Editors Reads Verdict
Diaz's Pulitzer Prize winner is a formally dazzling puzzle about who gets to tell stories and who gets silenced, using the machinery of finance and marriage to examine how power shapes narrative itself. Demanding but deeply rewarding.
What We Loved
- Formally brilliant — four nested narratives that reframe each other
- A profound meditation on how wealth controls public memory
- Mildred Bevel's section is one of the most powerful voices in recent fiction
- Rewards close reading and re-reading
Minor Drawbacks
- The formal complexity may frustrate readers expecting a conventional novel
- The first section can feel slow before the structure becomes apparent
- Diaz keeps emotional temperature deliberately low, which not all readers will accept
Key Takeaways
- → Wealth does not just buy things — it buys the ability to control one's own story
- → Official history is always a version shaped by those with the power to shape it
- → Women's intelligence and contributions are systematically erased from the record
- → Fiction about reality can become indistinguishable from reality
- → The same facts look completely different depending on who holds the pen
| Author | Hernan Diaz |
|---|---|
| Publisher | Riverhead Books |
| Pages | 416 |
| Published | May 3, 2022 |
| Language | English |
| Genre | Literary Fiction |
| Difficulty | Advanced |
| Best For | Literary fiction readers; those interested in narrative structure and the politics of storytelling. |
Four Versions of One Story
“Trust” opens with what appears to be a slim, elegant novel called “Bonds” — a thinly veiled account of a Gilded Age financier named Andrew Bevel and his brilliant, troubled wife. It reads as a period piece, formal and slightly cold. Then Diaz introduces a second narrative: Andrew Bevel’s own memoir, written explicitly to correct the record. Then a third: the memoir of the ghostwriter Bevel hired, who discovered things Bevel didn’t want written. Then a fourth: the diary of Bevel’s wife herself, the woman who was the real architect of their fortune and the most thoroughly buried.

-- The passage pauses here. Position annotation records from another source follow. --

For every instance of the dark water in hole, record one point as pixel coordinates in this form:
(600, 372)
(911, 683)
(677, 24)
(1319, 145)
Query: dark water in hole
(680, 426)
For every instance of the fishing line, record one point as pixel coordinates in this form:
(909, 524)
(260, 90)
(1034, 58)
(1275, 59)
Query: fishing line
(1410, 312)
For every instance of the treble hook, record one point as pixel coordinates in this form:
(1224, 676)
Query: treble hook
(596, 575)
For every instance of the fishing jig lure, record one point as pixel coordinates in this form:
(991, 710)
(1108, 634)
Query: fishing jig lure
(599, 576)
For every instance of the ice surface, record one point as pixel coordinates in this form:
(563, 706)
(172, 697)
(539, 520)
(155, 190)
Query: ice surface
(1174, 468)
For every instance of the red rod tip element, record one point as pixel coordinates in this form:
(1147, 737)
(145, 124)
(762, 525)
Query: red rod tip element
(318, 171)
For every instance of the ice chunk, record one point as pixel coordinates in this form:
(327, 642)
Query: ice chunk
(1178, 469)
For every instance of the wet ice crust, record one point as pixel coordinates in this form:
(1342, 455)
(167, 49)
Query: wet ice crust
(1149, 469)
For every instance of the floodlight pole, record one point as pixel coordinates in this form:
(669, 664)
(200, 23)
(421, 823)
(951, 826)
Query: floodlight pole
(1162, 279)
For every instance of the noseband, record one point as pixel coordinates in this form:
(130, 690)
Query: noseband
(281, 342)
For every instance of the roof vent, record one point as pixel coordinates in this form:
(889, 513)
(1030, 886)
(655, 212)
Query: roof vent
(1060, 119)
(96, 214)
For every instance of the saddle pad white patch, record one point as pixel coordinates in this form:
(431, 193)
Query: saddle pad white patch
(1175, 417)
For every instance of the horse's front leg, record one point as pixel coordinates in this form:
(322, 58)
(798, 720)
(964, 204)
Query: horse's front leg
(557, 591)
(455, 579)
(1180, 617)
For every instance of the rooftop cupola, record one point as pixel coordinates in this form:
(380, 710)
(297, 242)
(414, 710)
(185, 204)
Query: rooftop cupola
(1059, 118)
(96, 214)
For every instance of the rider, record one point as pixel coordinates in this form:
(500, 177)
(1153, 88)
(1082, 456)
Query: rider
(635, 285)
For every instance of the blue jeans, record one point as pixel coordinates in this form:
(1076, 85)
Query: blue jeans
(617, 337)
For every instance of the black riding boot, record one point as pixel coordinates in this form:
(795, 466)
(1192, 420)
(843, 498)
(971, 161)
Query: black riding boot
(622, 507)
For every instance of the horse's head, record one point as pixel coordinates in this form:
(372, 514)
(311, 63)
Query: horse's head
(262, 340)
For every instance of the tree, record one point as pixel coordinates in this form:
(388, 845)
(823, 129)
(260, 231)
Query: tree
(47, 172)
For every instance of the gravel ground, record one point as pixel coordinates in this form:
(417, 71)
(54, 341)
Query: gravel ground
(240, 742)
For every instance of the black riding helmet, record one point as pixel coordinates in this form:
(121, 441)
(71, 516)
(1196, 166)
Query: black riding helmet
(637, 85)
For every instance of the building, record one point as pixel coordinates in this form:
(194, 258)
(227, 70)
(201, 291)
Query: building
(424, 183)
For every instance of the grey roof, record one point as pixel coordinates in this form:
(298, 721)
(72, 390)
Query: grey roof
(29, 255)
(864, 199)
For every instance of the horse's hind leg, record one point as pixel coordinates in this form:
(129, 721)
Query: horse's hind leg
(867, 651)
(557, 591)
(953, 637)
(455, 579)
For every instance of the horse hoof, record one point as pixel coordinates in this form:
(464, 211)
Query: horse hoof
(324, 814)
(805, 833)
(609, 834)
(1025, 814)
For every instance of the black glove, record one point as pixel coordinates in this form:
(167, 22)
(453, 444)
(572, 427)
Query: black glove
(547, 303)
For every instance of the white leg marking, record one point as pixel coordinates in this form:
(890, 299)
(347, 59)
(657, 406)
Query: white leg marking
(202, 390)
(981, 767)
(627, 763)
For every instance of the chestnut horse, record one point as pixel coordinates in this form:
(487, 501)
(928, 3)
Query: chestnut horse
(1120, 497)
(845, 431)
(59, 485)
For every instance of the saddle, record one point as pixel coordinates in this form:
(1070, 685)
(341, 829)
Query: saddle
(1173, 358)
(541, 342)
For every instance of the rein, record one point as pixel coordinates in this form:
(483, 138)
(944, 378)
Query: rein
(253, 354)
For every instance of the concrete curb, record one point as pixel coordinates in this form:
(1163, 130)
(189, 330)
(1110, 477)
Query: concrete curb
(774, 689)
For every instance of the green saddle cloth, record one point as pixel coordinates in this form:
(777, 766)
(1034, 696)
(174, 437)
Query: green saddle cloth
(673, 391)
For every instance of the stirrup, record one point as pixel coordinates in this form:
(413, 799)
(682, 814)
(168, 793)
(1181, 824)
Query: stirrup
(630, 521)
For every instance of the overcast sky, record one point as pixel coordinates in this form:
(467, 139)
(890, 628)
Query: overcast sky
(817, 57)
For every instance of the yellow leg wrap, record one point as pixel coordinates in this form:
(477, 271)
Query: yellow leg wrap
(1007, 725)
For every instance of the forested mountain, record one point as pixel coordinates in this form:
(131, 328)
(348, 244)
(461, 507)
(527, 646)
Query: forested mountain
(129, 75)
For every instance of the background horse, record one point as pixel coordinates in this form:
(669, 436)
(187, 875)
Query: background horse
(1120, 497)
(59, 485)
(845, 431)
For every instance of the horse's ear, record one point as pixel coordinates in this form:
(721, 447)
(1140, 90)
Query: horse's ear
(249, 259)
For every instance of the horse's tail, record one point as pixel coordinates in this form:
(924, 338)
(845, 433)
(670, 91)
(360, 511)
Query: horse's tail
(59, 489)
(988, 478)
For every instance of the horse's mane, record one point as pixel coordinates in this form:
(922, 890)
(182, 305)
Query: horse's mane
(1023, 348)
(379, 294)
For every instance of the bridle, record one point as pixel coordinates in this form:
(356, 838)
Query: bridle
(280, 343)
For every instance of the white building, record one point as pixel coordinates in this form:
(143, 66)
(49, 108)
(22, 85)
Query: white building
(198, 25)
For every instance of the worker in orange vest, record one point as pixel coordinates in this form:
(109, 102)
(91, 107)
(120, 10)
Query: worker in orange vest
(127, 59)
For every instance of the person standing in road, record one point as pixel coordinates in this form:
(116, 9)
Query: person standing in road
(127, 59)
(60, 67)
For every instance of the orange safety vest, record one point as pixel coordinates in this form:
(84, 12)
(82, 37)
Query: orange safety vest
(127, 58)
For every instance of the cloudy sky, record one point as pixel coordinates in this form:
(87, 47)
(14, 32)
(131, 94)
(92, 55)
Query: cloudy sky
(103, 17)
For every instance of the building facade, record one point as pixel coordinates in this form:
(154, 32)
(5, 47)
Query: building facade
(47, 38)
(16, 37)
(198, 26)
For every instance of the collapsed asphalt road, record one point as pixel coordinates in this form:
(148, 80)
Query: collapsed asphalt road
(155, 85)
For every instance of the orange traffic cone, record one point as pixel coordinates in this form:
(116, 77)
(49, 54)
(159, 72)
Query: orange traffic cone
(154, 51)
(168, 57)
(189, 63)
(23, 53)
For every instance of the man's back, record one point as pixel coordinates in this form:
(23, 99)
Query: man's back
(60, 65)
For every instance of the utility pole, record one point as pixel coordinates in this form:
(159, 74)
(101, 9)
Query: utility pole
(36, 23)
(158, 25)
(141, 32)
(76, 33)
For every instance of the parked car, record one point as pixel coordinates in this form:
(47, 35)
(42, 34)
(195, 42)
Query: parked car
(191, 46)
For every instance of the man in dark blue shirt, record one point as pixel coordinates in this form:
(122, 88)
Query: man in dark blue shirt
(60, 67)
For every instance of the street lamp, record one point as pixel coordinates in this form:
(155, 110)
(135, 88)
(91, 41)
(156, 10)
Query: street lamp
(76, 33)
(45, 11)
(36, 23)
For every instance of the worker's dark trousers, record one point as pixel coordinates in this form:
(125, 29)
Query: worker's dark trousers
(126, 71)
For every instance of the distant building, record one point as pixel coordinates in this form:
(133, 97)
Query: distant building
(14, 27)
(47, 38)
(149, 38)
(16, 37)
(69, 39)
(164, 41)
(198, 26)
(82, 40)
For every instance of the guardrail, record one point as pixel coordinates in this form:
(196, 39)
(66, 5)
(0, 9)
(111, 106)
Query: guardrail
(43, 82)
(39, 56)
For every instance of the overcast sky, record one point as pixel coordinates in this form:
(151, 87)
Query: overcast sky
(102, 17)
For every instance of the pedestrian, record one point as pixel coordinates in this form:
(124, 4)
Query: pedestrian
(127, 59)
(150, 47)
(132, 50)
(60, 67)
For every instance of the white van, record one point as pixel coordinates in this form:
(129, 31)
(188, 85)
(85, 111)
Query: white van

The Architecture of Erasure
Diaz’s subject is not just the Gilded Age but the mechanisms by which wealth writes and rewrites history. Each of the four narratives claims authority while simultaneously exposing its own partiality. The first novel seems authoritative until Bevel’s memoir reveals it as slander. The memoir seems authoritative until the ghostwriter reveals its distortions. By the time Mildred Bevel’s own voice emerges in the fourth section, the reader has been so thoroughly trained to distrust narrators that her honesty is both shocking and devastating.
Mildred Bevel
The novel’s emotional center is Mildred, whose intelligence, financial acumen, and suffering have been systematically erased from every account. She is the one who actually understood markets; she is the one who engineered the fortune her husband received credit for; she is the one whose illness became the occasion for a narrative of male devotion that served Bevel’s public image. Her diary, written in fragments, is the most powerful section of a formally ambitious novel.
Demanding and Rewarding
“Trust” is not an easy read — Diaz keeps the emotional register deliberately restrained, and the formal complexity requires active attention. But readers willing to work will find one of the decade’s most rigorous explorations of power, narrative, and the particular ways women are written out of history.
Our rating: 4.2/5 — A formally audacious Pulitzer winner that uses the machinery of narrative itself to interrogate who gets to tell the truth.